Run 2: Throughput = 37.39 M operations per second, relative time: 0.026745 s.
Run 3: Throughput = 40.91 M operations per second, relative time: 0.024445 s.
Run 4: Throughput = 40.53 M operations per second, relative time: 0.024671 s.
Run 5: Throughput = 40.56 M operations per second, relative time: 0.024657 s.
Phase 6-A - bench_mid_mt_gap
=== Phase 6-A: bench_mid_mt_gap (Release build, SuperSlab lookup DISABLED) ===
Run 1: Throughput = 41.49 M operations per second, relative time: 0.024103 s.
Run 2: Throughput = 41.81 M operations per second, relative time: 0.023917 s.

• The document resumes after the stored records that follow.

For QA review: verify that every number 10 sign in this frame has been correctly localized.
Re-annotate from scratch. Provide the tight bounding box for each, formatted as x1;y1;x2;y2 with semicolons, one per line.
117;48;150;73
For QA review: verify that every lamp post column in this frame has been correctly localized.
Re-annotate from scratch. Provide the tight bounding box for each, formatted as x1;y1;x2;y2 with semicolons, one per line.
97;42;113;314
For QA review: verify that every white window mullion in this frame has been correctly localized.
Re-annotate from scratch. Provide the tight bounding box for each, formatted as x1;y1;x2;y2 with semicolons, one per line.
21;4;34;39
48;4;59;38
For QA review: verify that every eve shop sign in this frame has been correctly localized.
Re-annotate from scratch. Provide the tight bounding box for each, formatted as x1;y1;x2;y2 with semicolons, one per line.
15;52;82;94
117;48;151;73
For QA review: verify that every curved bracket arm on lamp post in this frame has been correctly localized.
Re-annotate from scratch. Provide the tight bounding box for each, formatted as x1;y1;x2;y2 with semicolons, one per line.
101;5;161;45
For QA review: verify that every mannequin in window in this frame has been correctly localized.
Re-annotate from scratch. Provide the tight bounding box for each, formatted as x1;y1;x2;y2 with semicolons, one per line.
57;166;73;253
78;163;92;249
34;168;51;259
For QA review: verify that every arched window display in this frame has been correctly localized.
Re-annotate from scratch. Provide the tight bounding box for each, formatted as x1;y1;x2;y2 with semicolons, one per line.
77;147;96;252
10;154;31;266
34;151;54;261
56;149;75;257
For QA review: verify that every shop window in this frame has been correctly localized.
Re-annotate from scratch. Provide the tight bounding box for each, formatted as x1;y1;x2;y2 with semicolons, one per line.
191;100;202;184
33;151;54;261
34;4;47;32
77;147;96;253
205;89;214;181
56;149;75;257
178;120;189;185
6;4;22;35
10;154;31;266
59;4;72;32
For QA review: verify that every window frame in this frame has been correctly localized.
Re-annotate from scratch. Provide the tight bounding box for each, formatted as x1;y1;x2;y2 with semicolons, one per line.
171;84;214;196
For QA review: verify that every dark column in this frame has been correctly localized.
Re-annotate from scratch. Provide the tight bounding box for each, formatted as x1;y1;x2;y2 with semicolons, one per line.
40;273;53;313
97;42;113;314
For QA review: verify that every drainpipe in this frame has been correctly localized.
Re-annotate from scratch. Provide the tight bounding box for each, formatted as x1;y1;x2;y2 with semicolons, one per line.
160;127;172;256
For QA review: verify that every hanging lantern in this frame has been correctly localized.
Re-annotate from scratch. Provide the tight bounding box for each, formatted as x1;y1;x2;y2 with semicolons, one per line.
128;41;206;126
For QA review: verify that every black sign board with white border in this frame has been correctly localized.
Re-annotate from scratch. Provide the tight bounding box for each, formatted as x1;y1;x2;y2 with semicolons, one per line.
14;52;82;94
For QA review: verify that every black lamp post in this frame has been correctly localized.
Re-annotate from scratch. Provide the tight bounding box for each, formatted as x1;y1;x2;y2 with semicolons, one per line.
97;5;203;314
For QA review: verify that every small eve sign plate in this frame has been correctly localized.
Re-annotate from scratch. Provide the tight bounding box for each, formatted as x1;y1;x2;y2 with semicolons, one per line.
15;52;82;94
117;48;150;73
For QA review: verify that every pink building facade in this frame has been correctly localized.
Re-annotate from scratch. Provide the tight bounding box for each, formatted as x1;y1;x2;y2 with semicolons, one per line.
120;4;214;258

Run 3: Throughput = 41.51 M operations per second, relative time: 0.024089 s.
Run 4: Throughput = 38.43 M operations per second, relative time: 0.026019 s.
Run 5: Throughput = 40.78 M operations per second, relative time: 0.024524 s.
Conclusion
Phase 6-A successfully implements the intended optimization (disabling SuperSlab lookup in release builds), but the measured performance impact (+1-4%) is 8-10x smaller than the expected +12-15% based on perf analysis.

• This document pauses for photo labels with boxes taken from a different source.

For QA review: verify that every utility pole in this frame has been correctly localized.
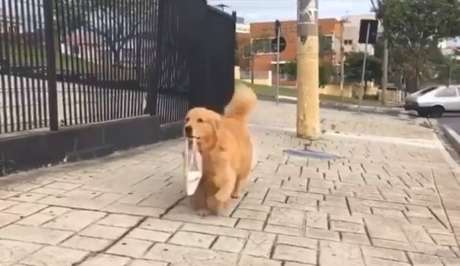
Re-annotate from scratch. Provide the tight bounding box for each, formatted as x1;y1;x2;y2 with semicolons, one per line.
340;19;348;102
297;0;320;139
250;37;255;85
358;23;371;112
275;20;281;104
382;38;389;105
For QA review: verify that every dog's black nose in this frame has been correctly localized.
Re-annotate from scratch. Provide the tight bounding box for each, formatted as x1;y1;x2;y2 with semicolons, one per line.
185;126;193;137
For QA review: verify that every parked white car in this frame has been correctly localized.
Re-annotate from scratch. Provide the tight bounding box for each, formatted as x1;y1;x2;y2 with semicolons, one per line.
405;85;460;117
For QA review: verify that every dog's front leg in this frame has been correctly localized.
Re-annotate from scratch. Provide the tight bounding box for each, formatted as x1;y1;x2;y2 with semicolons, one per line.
206;170;236;214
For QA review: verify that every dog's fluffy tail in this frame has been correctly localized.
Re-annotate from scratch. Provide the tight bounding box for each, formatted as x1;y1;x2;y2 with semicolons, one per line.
225;85;257;121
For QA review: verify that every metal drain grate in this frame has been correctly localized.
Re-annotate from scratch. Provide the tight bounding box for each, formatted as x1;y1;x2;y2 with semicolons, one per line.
283;145;341;160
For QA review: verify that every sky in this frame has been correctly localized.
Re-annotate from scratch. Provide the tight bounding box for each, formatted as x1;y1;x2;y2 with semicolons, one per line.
208;0;371;22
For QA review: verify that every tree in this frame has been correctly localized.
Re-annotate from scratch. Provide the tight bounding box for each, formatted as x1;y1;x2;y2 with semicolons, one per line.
55;0;153;65
319;61;336;88
345;53;382;88
371;0;460;89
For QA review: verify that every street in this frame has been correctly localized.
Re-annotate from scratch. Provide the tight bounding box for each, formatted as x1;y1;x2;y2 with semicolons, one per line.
0;101;460;266
439;113;460;134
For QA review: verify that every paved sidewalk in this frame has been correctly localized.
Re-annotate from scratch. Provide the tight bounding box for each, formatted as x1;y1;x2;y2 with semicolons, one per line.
0;102;460;266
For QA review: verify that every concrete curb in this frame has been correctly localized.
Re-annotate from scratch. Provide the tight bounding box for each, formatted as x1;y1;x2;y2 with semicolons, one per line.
441;126;460;153
257;96;404;116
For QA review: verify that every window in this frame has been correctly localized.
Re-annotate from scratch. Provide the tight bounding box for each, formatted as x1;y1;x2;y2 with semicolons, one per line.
419;87;438;95
252;39;273;54
436;87;457;97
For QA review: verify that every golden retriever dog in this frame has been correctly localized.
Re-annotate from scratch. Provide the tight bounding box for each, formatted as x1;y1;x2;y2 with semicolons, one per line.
184;88;257;216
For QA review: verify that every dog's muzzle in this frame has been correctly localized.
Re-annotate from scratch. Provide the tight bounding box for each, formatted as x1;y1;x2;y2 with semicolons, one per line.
184;126;193;138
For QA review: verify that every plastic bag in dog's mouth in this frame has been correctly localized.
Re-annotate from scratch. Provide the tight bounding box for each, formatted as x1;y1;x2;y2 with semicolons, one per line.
184;138;203;196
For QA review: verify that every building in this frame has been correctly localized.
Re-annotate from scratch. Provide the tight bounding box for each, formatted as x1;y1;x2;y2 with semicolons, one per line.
343;14;383;55
0;0;44;34
237;19;342;86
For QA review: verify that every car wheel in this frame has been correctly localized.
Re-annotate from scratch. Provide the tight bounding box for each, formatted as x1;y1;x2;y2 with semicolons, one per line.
417;110;428;117
430;106;444;118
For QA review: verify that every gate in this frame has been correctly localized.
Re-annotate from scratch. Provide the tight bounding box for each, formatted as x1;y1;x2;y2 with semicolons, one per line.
0;0;235;136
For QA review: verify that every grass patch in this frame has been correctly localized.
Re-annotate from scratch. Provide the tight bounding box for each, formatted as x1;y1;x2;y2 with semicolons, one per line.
235;80;380;106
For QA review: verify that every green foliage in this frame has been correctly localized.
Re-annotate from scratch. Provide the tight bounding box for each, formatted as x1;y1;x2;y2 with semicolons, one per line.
319;62;336;88
280;61;297;77
371;0;460;90
345;53;382;82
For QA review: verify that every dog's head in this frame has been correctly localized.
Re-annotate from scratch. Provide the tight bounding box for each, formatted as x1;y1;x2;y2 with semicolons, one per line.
184;108;221;151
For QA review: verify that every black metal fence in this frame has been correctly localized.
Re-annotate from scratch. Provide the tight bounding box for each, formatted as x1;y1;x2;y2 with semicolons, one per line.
0;0;235;134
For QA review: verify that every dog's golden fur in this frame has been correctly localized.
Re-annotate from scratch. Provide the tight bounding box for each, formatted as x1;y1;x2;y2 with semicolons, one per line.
184;88;257;215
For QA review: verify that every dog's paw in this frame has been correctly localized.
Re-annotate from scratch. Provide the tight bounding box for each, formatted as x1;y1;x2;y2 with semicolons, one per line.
232;192;241;199
197;209;211;217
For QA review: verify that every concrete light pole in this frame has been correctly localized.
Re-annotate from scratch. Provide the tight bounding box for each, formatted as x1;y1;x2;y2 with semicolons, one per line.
297;0;321;139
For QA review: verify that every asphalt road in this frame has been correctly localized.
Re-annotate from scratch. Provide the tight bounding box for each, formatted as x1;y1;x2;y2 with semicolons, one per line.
439;113;460;135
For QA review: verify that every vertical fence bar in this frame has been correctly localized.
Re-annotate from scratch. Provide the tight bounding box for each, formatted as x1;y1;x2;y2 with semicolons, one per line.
27;0;38;128
43;0;59;131
14;1;27;130
2;0;10;133
20;2;33;130
54;0;68;126
8;0;21;131
38;0;49;126
0;2;9;133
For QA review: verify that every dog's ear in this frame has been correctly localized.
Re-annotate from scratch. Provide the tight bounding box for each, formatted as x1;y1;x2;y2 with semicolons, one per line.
211;115;222;131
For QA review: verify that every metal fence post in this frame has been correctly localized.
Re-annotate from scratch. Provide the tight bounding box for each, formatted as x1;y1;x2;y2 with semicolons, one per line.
43;0;59;131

Critical Question: Why does removing code that perf claims costs 15.84% CPU only yield 1-4% improvement?
Most Likely Answer: The compiler was already optimizing away the hak_super_lookup() call in release builds through dead code elimination, since its result is only used for debug assertions.
Recommended Action: Investigate before committing. If the compiler was already optimizing, Phase 6-A is still valuable for code clarity and future-proofing, but the performance claim needs correction.